Thursday, October 9, 2014

Always Doesn't Last Forever

One of my favorite things about being a server was being touched. When you're a server and you're in the wait station and you're crazy busy, there isn't always time for excuse me. There's the hand on your back as someone reaches over your head to grab a straw, the fingers on your shoulder as someone reaches past you to grab a lemon, the occasional hand on your waist as you're moved ever so slightly out of the way so someone could grab a pile of share plates. Some people can't stand other people's hands on them, but I've always loved it, and when the hands are taken away, it's always felt like something is missing.

When I was in high school, my high school boyfriend, Louie, had a specific way of hugging me. Instead of a regular hug where he'd put his arms around me and I'd put my arms around him right back, I would hold my arms up in front of me, crossed into an X, right fist to left shoulder, and left fist to right. He'd then encircle what seemed like my entire body with his arms (it wasn't too hard since he was 6'2" and I was barely 5'), and there we would stand, my head to his big, wide chest, until I felt ready for him to let me go. I used to tell him that was my favorite way to hug because it was the only way he could hug all of me.

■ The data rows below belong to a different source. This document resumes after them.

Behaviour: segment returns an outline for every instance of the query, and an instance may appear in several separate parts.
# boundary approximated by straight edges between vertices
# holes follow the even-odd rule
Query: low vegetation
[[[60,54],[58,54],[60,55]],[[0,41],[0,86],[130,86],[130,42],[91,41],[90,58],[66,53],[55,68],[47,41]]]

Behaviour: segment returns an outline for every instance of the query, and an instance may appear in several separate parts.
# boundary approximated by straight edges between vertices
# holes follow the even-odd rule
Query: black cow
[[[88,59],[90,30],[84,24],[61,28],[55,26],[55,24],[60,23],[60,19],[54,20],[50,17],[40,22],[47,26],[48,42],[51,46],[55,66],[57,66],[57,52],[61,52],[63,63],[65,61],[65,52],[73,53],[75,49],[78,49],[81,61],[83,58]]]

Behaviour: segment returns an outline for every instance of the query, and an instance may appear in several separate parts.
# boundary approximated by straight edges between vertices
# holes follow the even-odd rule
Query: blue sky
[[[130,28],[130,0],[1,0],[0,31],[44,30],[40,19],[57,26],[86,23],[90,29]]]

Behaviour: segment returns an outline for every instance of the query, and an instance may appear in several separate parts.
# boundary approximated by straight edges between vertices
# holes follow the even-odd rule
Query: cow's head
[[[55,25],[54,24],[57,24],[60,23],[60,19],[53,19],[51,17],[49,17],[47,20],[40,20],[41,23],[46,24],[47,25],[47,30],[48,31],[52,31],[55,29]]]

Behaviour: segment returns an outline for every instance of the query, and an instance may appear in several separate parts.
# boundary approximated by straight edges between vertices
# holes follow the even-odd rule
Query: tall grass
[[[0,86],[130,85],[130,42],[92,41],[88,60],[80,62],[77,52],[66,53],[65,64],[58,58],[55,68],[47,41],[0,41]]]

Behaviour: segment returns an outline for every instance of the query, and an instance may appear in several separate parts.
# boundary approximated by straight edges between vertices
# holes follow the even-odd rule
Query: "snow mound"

The last time Glenn and I were separated, when I was feeling particularly lonely in the middle of one night and couldn't stand to be alone in my bed for another second, I went downstairs to the family room where he was sleeping on the couch and lay down next to him. Since he was lying on his side, facing the room, and since we not only have a pretty wide couch but also an ottoman that butts up against it, space wasn't an issue. What the real issue was, of course, was that I had no business getting "in bed" with an estranged husband who for months I'd had nothing but negative communication and interaction with, but what I have no business doing and what I do are often different stories, so onto the couch I got. I crawled across the ottoman, turned around, and positioned myself right into the crook of his body. I don't know what I expected, but I know what I hoped, and that's that Glenn's arm would wrap around me or he'd pull me closer by my hip or his hand would settle on my arm. I hoped for any kind of acknowledgment at all. After about ten minutes of not getting any, I crawled back across the ottoman and left, even lonelier than before.

Now that I'm once again sleeping alone, whether it be physically or mentally, sleep isn't easy. I just don't do well with too much space.

I don't know why I've always wanted to be cradled, to be touched, or for "all of me" to be held, but I'm guessing having a mother who didn't even bother to call me when I found a lump in my breast substantial enough for my doctor not just to send me to get a mammogram and ultrasound but also to see a breast specialist probably has more than a little to do with it.

But this isn't a mom blog. 

It's not a feel-sorry-for-myself blog, either.

It's just a blog blog, like all the others.

***

A few days after the get-onto-the-couch incident with Glenn, I was telling a friend about what I had done. God, Kelly, you make yourself so vulnerable, she said, shaking her head. How sorry she felt for me--how pitifully she regarded me--was amazingly clear.

My stock reply when somebody tells me I changed my hair came to mind:

Always. 

I don't know any other way to be.

But that's okay because I honestly don't think I'd want one.

This same friend told me once that when her cat dies, she'll never get another pet. She'd already experienced so much loss in her life, she said, that any loss she could prevent, she would. Why get a cat if one day it's no longer going to be here?

I may make myself vulnerable--incredibly, stupidly, embarrassingly, heart wrenchingly vulnerable--but I don't think I'm the one who needs to be felt sorry for.